Endah Wijayanti09 Jan 2020, 10:25 WIB
pacar toxic

Fimela.com, Jakarta Tahun baru, diri yang baru. Di antara kita pasti punya pengalaman tak terlupakan soal berusaha menjadi seseorang yang lebih baik. Mulai dari usaha untuk lebih baik dalam menjalani kehidupan, menjalin hubungan, meraih impian, dan sebagainya. Ada perubahan yang ingin atau mungkin sudah pernah kita lakukan demi menjadi pribadi yang baru. Seperti kisah Sahabat Fimela yang diikutsertakan dalam Lomba Change the Old Me: Saatnya Berubah Menjadi Lebih Baik ini.

***

Oleh: Gina Theresia - Jakarta

Tahun demi tahun akan terus berganti, umur akan terus bertambah, sesuatu yang berlalu akan terus berlalu dan tantangan yang datang akan terus menanti-nanti. Semakin dewasa kita, semakin banyak hal yang begitu rumit. Semua itu membuat saya berpikir, “Kok jadi dewasa itu nggak enak, ya?” Banyak hal yang telah berubah, status dan kedudukan yang terus menerus menjadi titik pusat seseorang memperlakukan orang lain. Teman yang satu per satu semakin berkurang. Semangat yang kian hari semakin menurun. Teman yang datang ketika butuh. Terjerat dalam friendzone. Adanya rasa malas untuk melakukan apa pun dan hal-hal lainnya yang membebani pikiran.

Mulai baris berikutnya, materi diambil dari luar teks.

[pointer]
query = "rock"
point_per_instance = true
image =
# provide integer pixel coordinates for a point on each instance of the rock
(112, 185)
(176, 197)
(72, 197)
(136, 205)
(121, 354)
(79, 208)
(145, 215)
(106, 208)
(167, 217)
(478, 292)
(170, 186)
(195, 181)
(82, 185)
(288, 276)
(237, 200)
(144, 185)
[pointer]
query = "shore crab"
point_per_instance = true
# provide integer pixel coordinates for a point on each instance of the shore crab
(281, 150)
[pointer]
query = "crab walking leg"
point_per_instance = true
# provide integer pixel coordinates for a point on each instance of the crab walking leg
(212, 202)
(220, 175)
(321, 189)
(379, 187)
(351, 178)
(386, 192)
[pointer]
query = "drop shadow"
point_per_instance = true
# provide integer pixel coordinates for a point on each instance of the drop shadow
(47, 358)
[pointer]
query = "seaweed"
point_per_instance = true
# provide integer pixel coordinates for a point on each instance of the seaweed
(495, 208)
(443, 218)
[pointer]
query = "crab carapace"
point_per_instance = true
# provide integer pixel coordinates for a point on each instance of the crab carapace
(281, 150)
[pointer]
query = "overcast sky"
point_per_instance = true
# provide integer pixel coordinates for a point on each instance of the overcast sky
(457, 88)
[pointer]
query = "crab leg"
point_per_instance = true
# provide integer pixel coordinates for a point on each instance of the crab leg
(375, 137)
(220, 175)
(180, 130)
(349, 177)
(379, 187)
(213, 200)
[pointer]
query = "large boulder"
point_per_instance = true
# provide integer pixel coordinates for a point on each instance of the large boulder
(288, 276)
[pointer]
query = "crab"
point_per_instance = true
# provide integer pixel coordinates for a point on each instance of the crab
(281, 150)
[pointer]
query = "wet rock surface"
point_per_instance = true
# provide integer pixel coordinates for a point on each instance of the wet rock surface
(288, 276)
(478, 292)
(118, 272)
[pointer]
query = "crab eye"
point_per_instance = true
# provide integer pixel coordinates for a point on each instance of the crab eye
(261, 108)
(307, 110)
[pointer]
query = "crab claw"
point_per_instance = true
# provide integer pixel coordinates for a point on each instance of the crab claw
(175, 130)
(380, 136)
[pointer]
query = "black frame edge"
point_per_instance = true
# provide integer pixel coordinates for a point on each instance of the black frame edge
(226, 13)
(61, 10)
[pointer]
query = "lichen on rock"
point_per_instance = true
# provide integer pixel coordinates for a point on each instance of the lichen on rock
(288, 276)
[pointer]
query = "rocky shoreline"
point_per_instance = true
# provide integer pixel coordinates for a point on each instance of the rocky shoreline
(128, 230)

Terkadang melihat orang yang lebih sukses, pintar atau lebih cantik daripada saya, seringkali membuat saya minder dan merasa gagal dalam segala hal. Dan saya sadar, padahal hal-hal inilah yang menjadi proses pendewasaan diri, di mana saya harus lebih banyak belajar hal-hal baru hingga mendapatkan minat dan bakat dalam diri, mencintai diri sendiri, berpikir positif dan memikirkan bagaimana kehidupan untuk diri sendiri saat ini dan ke depannya, ketimbang iri dengan kehidupan orang lain.

Semuanya adalah Proses

karakter zodiak
ilustrasi./Photo by Renato Abati from Pexels

Aku percaya setiap tahunnya telah dirancang oleh Tuhan hari demi harinya, sebuah rancangan kehidupan yang terbaik untuk hidup saya yang akan memasuki usia 20 tahun dan begitu juga kamu yang membaca artikel ini ke depannya. Belajar dari pengalaman, bila terjatuh berusahalah untuk bangkit, bila sudah di atas terus pertahankan tapi tetap rendah hati.

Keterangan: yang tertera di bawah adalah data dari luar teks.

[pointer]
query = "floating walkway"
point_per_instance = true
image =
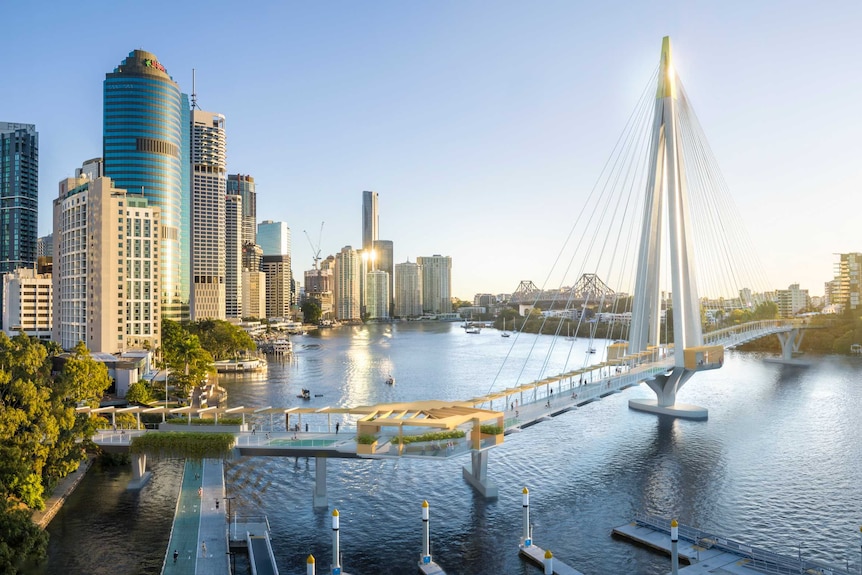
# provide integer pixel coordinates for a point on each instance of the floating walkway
(710, 553)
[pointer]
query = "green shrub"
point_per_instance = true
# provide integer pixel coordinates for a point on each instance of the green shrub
(366, 438)
(433, 436)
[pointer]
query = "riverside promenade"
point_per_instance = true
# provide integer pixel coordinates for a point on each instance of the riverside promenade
(199, 532)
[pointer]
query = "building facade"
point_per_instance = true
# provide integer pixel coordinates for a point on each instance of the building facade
(106, 264)
(377, 295)
(243, 186)
(347, 274)
(146, 149)
(436, 283)
(370, 220)
(233, 255)
(209, 185)
(408, 290)
(28, 304)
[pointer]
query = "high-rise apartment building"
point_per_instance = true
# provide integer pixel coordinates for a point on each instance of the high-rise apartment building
(233, 255)
(106, 264)
(146, 150)
(209, 184)
(370, 219)
(384, 260)
(243, 185)
(348, 273)
(408, 290)
(377, 295)
(436, 283)
(28, 303)
(846, 287)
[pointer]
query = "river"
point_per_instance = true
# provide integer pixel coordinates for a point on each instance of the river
(778, 465)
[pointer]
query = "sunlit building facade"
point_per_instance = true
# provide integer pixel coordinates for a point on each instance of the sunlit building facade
(146, 150)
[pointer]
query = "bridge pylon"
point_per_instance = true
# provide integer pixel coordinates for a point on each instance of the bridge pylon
(667, 198)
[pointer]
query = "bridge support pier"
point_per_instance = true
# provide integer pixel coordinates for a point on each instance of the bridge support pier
(477, 475)
(665, 387)
(140, 475)
(319, 498)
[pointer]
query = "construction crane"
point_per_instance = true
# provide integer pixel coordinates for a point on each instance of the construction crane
(315, 249)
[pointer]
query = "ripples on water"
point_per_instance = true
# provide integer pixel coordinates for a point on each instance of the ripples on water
(776, 464)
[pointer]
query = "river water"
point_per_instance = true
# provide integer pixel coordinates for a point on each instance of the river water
(777, 465)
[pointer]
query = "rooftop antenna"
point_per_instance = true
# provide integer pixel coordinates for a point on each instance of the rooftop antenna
(194, 94)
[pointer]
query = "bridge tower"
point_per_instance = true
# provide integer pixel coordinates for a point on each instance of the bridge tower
(666, 197)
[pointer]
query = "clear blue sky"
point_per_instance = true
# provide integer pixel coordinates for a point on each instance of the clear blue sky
(482, 125)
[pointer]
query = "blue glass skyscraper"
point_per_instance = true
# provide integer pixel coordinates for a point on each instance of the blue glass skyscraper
(146, 150)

Memang tidak ada resolusi saya untuk memenuhi tujuan tertentu di setiap tahunnya yang sangat mengikat. Hanya saja yang saya perlukan di setiap tahunnya adalah dapat bertumbuh menjadi dewasa dalam bersikap, bertutur kata, bertindak dan serta menerima segala proses kedewasaan dalam segala hal dengan penuh rasa syukur.